Few novels have had the sustained impact on American culture of Harper Lee’s To Kill a Mockingbird. One of the most widely read works of American fiction, and perhaps one of the most beloved, it reached the 50th anniversary of its publication this summer. The novel has sold over 30 million copies in at least 40 languages, and between 50 and 70 percent of U.S. school systems continue to require students to read it.

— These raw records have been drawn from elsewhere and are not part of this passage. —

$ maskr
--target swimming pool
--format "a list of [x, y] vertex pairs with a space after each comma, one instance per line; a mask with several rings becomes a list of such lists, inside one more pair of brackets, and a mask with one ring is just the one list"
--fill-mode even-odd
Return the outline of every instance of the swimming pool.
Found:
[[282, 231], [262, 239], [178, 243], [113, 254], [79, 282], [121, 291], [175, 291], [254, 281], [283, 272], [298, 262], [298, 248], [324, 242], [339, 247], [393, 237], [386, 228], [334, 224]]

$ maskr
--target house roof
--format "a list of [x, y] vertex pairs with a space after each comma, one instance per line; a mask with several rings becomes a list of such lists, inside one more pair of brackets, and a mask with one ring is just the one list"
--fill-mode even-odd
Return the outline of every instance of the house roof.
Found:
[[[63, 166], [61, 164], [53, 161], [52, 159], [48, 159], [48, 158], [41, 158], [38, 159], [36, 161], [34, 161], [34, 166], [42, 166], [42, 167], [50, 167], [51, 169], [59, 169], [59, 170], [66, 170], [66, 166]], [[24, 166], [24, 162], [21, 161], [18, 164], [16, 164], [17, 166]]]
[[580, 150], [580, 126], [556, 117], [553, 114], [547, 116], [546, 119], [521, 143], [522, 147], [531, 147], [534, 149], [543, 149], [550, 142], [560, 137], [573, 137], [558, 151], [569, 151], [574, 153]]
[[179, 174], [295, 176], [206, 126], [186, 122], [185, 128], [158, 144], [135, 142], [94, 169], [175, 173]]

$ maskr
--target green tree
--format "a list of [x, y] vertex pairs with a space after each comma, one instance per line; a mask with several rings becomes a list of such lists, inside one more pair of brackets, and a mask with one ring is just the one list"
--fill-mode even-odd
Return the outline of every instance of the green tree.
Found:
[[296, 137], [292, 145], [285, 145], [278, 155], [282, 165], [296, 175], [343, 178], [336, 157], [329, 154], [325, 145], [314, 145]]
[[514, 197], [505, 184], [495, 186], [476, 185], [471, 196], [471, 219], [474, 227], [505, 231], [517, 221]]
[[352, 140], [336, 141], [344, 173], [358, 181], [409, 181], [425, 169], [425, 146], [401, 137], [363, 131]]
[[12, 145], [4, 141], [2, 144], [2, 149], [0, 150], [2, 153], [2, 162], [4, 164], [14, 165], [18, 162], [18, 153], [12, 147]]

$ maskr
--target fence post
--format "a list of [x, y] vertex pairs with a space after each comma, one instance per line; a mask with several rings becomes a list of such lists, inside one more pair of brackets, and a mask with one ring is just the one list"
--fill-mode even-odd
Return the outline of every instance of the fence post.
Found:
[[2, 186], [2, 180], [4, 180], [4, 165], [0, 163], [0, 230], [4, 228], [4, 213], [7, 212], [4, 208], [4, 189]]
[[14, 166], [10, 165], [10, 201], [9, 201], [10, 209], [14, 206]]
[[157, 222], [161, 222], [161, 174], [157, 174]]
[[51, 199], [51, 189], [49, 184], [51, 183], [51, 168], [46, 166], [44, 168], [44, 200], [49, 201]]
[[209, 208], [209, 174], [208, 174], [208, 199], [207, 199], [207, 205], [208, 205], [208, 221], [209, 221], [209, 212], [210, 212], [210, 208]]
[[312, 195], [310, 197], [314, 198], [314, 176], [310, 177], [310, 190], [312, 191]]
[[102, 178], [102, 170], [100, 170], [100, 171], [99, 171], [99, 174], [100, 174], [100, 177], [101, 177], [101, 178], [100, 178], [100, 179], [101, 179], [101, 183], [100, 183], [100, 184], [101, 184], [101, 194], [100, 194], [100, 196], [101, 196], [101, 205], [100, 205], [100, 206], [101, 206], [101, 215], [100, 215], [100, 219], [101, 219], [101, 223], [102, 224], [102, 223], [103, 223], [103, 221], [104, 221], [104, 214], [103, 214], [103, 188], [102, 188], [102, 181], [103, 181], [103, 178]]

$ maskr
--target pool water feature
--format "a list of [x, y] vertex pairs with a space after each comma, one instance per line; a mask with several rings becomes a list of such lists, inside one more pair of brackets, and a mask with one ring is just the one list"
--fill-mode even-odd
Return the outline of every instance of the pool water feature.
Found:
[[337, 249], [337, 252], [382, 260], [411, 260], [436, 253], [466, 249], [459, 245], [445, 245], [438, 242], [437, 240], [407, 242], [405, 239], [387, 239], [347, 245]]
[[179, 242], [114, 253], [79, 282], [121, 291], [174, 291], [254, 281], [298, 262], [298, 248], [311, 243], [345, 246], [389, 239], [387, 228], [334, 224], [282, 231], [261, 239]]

Why does To Kill a Mockingbird continue to enthrall us? Perhaps because it presents complex social, ethical, and moral issues in a beguilingly simple, beautifully narrated form. This tale of Southern white children coming of age amid racism, violence, and various forms of abuse introduces these issues in a manner that all readers, even the very young, recognize as simplistic; in fact Harper Lee’s first-person narrator, simultaneously knowledgeable and naïve, is one of her most compelling achievements. Jem and Scout Finch learn rudimentary lessons about courage and tolerance as they discover the ugliness just beneath the surface of their small Alabama town, and the message that most of us were enjoined to draw from the work when we were teenagers—that we must all learn to see things from another’s point of view—is the very one that Atticus Finch delivers to his children when they encounter situations or behaviors that are difficult to comprehend.

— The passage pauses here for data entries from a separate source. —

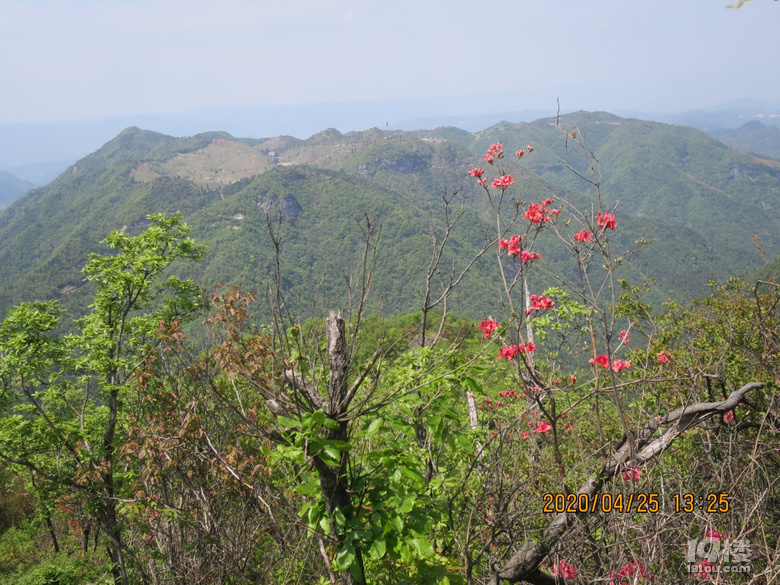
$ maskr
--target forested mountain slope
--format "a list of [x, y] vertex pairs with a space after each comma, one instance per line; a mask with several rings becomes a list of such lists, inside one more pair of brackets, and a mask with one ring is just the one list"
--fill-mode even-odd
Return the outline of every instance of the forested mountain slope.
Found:
[[[599, 161], [604, 196], [617, 204], [617, 244], [628, 251], [640, 238], [649, 241], [619, 276], [635, 283], [655, 278], [655, 301], [689, 299], [709, 278], [759, 266], [753, 236], [770, 256], [780, 252], [780, 163], [689, 128], [585, 112], [477, 134], [331, 129], [308, 140], [221, 132], [173, 138], [129, 128], [0, 213], [0, 310], [31, 298], [85, 303], [79, 270], [87, 254], [101, 249], [109, 231], [138, 232], [148, 214], [161, 212], [182, 213], [195, 236], [209, 242], [191, 274], [204, 286], [240, 281], [258, 290], [267, 289], [275, 266], [268, 219], [273, 224], [281, 213], [290, 306], [323, 311], [347, 304], [345, 275], [360, 265], [361, 221], [374, 218], [381, 239], [373, 308], [419, 309], [431, 225], [443, 233], [445, 192], [467, 197], [447, 271], [496, 237], [484, 221], [488, 200], [467, 175], [487, 166], [482, 154], [495, 142], [505, 144], [507, 165], [509, 153], [534, 146], [511, 170], [513, 198], [589, 208], [592, 186], [567, 168], [599, 176], [590, 175], [578, 146], [584, 142]], [[548, 237], [540, 250], [552, 275], [562, 251]], [[498, 306], [488, 266], [478, 265], [462, 284], [457, 310], [479, 316]], [[552, 277], [539, 286], [551, 284]]]

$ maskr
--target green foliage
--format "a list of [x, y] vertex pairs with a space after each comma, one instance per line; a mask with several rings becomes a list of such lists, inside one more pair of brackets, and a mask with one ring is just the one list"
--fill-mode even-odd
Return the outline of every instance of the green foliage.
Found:
[[[132, 473], [115, 468], [115, 455], [134, 402], [132, 377], [144, 352], [159, 343], [158, 329], [191, 319], [200, 303], [191, 282], [173, 276], [159, 282], [163, 271], [204, 250], [188, 237], [181, 217], [149, 220], [139, 236], [109, 235], [113, 255], [90, 256], [84, 274], [95, 282], [96, 294], [78, 333], [52, 334], [62, 313], [53, 301], [23, 303], [0, 325], [0, 380], [7, 399], [0, 457], [29, 474], [28, 490], [43, 503], [40, 511], [50, 526], [57, 498], [69, 502], [60, 508], [76, 514], [71, 525], [93, 523], [105, 533], [114, 579], [123, 583], [129, 577], [117, 498]], [[75, 579], [46, 567], [39, 573], [46, 583]]]
[[[343, 308], [343, 274], [359, 263], [355, 220], [365, 214], [376, 214], [387, 252], [375, 281], [385, 293], [383, 310], [418, 310], [419, 275], [430, 260], [428, 218], [439, 209], [444, 190], [461, 189], [469, 212], [443, 265], [472, 254], [491, 228], [487, 201], [465, 180], [469, 168], [484, 164], [479, 156], [487, 144], [535, 145], [534, 156], [521, 161], [517, 199], [552, 197], [587, 206], [587, 185], [567, 170], [568, 163], [587, 176], [587, 160], [579, 150], [567, 151], [565, 135], [551, 122], [502, 124], [477, 135], [373, 129], [256, 142], [222, 133], [177, 139], [128, 129], [0, 214], [0, 311], [22, 301], [59, 299], [86, 314], [94, 289], [79, 274], [83, 258], [103, 249], [99, 234], [119, 228], [140, 233], [150, 213], [181, 212], [214, 244], [201, 268], [183, 269], [183, 276], [266, 290], [274, 268], [266, 211], [272, 220], [283, 213], [285, 290], [295, 312], [309, 311], [302, 318], [321, 316], [334, 305]], [[572, 114], [561, 123], [576, 127], [597, 157], [609, 161], [602, 187], [611, 201], [620, 201], [626, 228], [616, 244], [630, 250], [638, 239], [649, 242], [621, 269], [622, 276], [633, 282], [655, 278], [654, 304], [669, 298], [687, 302], [706, 294], [707, 278], [757, 266], [761, 259], [752, 235], [769, 257], [780, 253], [775, 241], [780, 218], [776, 206], [767, 205], [778, 193], [772, 161], [727, 149], [695, 130], [604, 113]], [[236, 183], [203, 183], [192, 174], [212, 169], [216, 163], [207, 157], [217, 151], [235, 154], [220, 168]], [[252, 157], [263, 157], [262, 164], [251, 163]], [[180, 168], [186, 161], [192, 161], [190, 174]], [[289, 164], [297, 166], [283, 166]], [[147, 167], [159, 178], [141, 180]], [[730, 245], [724, 247], [724, 240]], [[563, 250], [554, 242], [545, 249], [552, 263], [547, 274], [538, 275], [539, 288], [557, 286], [552, 275], [566, 270]], [[452, 300], [460, 313], [476, 318], [498, 312], [493, 268], [482, 263], [482, 278], [468, 277], [459, 287]], [[312, 277], [312, 271], [322, 276]], [[379, 299], [375, 302], [378, 309]]]

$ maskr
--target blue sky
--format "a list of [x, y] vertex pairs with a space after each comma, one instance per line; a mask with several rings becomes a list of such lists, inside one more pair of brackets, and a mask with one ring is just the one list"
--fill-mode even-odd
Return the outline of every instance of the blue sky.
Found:
[[0, 124], [469, 95], [458, 113], [780, 102], [780, 2], [730, 1], [0, 0]]

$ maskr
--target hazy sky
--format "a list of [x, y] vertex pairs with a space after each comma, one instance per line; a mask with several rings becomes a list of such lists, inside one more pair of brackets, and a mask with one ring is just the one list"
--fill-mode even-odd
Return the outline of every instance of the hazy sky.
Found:
[[780, 102], [780, 2], [733, 1], [0, 0], [0, 123], [483, 93], [486, 112]]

Judging from the many editorials, Web sites, and panel discussions that celebrated this American classic this summer, that message continues to circulate today. But such a message, while perhaps suitable for adolescents, is dangerously incomplete and unworthy of the complexity of Lee’s masterpiece. When embraced by adults it justifies abuses just as injurious as the intolerance and racial bigotry that the novel condemns. That’s because it suggests that good will is all that we require to understand how history and circumstances have created our and others’ identities, and that once we have acknowledged...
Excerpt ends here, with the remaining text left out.